The union home ministry’s directive to bureaucrats to use Hindi on social media as the language of communication has created a political storm in the country. On Friday, Tamil Nadu chief minister J Jayalalithaa raised the issue with prime minister Narendra Modi to suitably modify the instructions to ensure that English was the language of communication on social media. She termed the issue ‘highly sensitive’ and one that ‘causes disquiet to the people of Tamil Nadu.’

By Friday evening, the PMO issued a statement, ‘The attention of the government has been drawn to the concerns expressed about instructions imposing the use of Hindi in non Hindi-speaking states. ‘
‘It is clarified that these instructions of the Department of Official Languages dated 10 March, 2014 do not seek to impose communication in Hindi on states which are not Hindi speaking... The Ministry of Home Affairs in its circular dated 27.05.2014 has communicated the above guidelines of the Department of Official Languages with regard to the social media to the departments under the Ministry of Home Affairs.
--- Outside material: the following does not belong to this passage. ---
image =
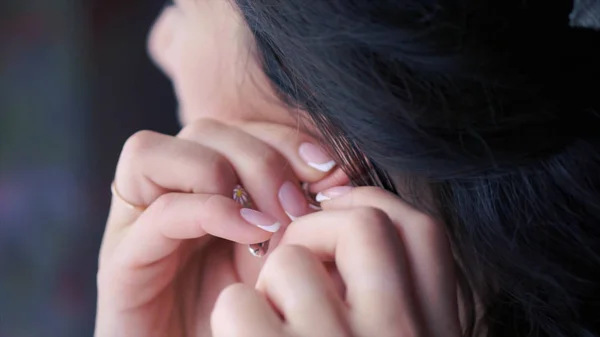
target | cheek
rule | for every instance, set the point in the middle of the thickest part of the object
(160, 39)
Therefore, this is neither a new policy nor an attempt to impose the use of Hindi on any non Hindi speaking State,’ said the statement.

Jayalalithaa termed the Centre’s move on use of Hindi as being ‘against letter and spirit’ of the law. She asked Modi to suitably modify the instructions to ensure that English was the language of communication on social media. She said in the letter that she had learnt that two office memoranda issued by home ministry ‘direct that official accounts on social media like Facebook, Twitter, blogs, Google and YouTube, which at present use only English, should compulsorily use Hindi, or both Hindi and English, with Hindi being written above or first.’ That makes the use of Hindi mandatory and English optional, she said in the letter.

‘As you are aware, as per the Official Languages Rules, 1976, communications from a central government office to a state or Union Territory in Region ‘C’ or to any office (not being a central government office) or person in such state shall be in English. This provision has been introduced following the introduction of a mandatory proviso in Section 3(1) of the Official Languages Act, 1963, by an amendment in 1968 which states (that), ‘English language shall be used for purposes of communication between the Union and a state which has not adopted Hindi as its official language,’ she pointed out.

Meanwhile, the BJP on Friday, sought to defend the government’s move to promote Hindi, by saying it seeks to bind the nation together and should not be construed as an ‘insult’ to English. ‘Hindi is the national language and is the heart of the country. Priority to Hindi cannot be (construed as) an insult to English. The government’s initiative for according priority to Hindi and regional languages is a welcome step,’ said BJP vice-president Mukhtar Abbas Naqvi. He said Hindi is a mixture of different regional languages like Tamil, Telugu, Malayali, Gujarati, Bengali, Assamese, Urdu and other regional languages.

Congress on Friday attacked the government for directing officials to use Hindi in social media, warning that this will lead to a backlash in non-Hindi speaking states. ‘There will be a backlash in non-Hindi states, in particular in Tamil Nadu... The government is advised to proceed with caution,’ party leader P Chidambaram told the media in the capital.